The people of those Italian cities were enjoying a good life of prosperity and comfort in a time when Roman culture was at its apex. They must not have had warning of the dire state of the volcano with which they lived. Perhaps they were used to its grumbling and spitting nature and never suspected that it would unleash sudden and horrific death and destruction on them.

Surely if they had known, they would have taken their children and their belongings to safer ground. Maybe some people did, and the ones we see turned to stone in these photographs were the doubters and naysayers oblivious to the power and threat of Vesuvius.,or.r_qf.&bvm=bv.43287494,d.aWc&fp=477ce06ae4a88482&biw=1280&bih=685

We are all voyeurs of a sort as we view these pictures. I'm touched by the spectacular fresco of a man and his wife discovered in what was probably a middle class dwelling in Pompeii. The bodies of an adult male and female were not found in the ruins; however, the bodies of seven children lie preserved for posterity in a room of that house. Did the parents escape? Surely, they would never have left their children behind. Maybe they were incinerated to ash leaving no trace of their presence. Had they gone out for an early morning jog when the cataclysm occurred? We'll never know.

Other bodies lie in the streets. Were they running from the horror spewing from their mountain or were they simply going about their business that morning. We know it was morning from historical reports of the deadly eruption and because so many of the bodies still lay in their beds. Men and women -- and in some cases, children -- cuddled together in sleep (or in fear) where they died. The pets and farm animals of the town were also cast in volcanic rock for our wonder. A long-nosed dog and what appears to be a pig pique our questions about the lifestyles and traditions of that time and place.

If our world suddenly came to a lurching halt and we were preserved for people two thousand years in the future to study, I wonder what pictures of life would we project. Would future voyeurs understand children cuddled in bed with what the citizens of much-advanced societies would surely view as wildly primitive communication devices that we know as ipods, and what would they think of bedside tables and desks in our homes piled with cellphones, laptops, Kindles and chargers -- all ever-present in our modern homes. Would they chuckle or maybe shed a tear over our abrupt passing?

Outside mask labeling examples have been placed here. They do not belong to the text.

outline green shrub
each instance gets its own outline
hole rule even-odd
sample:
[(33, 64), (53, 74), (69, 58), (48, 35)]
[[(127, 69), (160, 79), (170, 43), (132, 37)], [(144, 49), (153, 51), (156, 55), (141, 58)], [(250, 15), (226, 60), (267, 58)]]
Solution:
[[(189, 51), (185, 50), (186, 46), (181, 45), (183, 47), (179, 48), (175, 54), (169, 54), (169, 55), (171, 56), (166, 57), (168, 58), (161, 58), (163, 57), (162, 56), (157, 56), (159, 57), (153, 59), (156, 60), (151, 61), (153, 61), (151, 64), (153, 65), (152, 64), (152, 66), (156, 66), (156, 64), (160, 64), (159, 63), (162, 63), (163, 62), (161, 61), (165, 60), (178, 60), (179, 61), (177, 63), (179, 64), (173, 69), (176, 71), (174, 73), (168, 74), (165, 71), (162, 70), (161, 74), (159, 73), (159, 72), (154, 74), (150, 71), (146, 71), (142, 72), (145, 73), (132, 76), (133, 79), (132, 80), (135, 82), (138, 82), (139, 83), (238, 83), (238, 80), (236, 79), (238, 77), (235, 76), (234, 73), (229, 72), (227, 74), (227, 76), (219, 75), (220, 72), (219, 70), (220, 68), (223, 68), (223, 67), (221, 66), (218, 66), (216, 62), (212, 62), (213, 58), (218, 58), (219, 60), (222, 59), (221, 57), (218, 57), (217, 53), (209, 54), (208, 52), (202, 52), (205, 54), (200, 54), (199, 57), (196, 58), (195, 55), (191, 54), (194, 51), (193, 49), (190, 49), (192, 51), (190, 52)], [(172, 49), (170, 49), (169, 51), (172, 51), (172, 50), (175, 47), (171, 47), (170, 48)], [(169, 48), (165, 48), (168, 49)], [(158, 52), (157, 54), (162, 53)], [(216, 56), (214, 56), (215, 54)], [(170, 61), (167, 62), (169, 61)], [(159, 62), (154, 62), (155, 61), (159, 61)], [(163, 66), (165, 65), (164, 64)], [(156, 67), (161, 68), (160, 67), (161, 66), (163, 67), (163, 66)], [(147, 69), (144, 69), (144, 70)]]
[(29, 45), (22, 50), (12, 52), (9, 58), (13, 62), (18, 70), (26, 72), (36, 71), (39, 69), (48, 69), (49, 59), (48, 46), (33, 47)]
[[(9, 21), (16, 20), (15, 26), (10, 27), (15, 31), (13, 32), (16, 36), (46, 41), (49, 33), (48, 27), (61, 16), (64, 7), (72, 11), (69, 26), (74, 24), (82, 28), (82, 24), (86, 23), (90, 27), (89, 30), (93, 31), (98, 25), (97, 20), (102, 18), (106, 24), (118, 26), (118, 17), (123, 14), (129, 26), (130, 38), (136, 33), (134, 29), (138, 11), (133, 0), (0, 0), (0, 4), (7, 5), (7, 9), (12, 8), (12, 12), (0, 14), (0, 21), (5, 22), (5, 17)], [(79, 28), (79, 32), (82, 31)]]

To me, these ancient ruins of even-more ancient cities are part of the fascination of history. As life rolls on, our curious eyes can look back upon people, flesh and blood just like us, who lived, loved, and toiled in a world forever lost to our comprehension. Look at the pictures and see what you think.

2013: 364 Days of Opportunities

by Lin Waterhouse on 01/02/13

Since I'm new at this blogging thing, I'll just start out by wishing all of you many happy days in 2013. I know 2012 wasn't a banner year of success for many of us, but we now have 364 days left in the new year to make it truly a special time in our lives.

My wonderful literary agent Jeanie Pantelakis capped the past year by getting married on December 23 to her best friend (so she tells me) Robert Loiacono. I'm hoping their life is one magic romance novel with only happy endings. Congratulations, Jeanie and Robert.

Good luck to all of you. We'll talk again soon.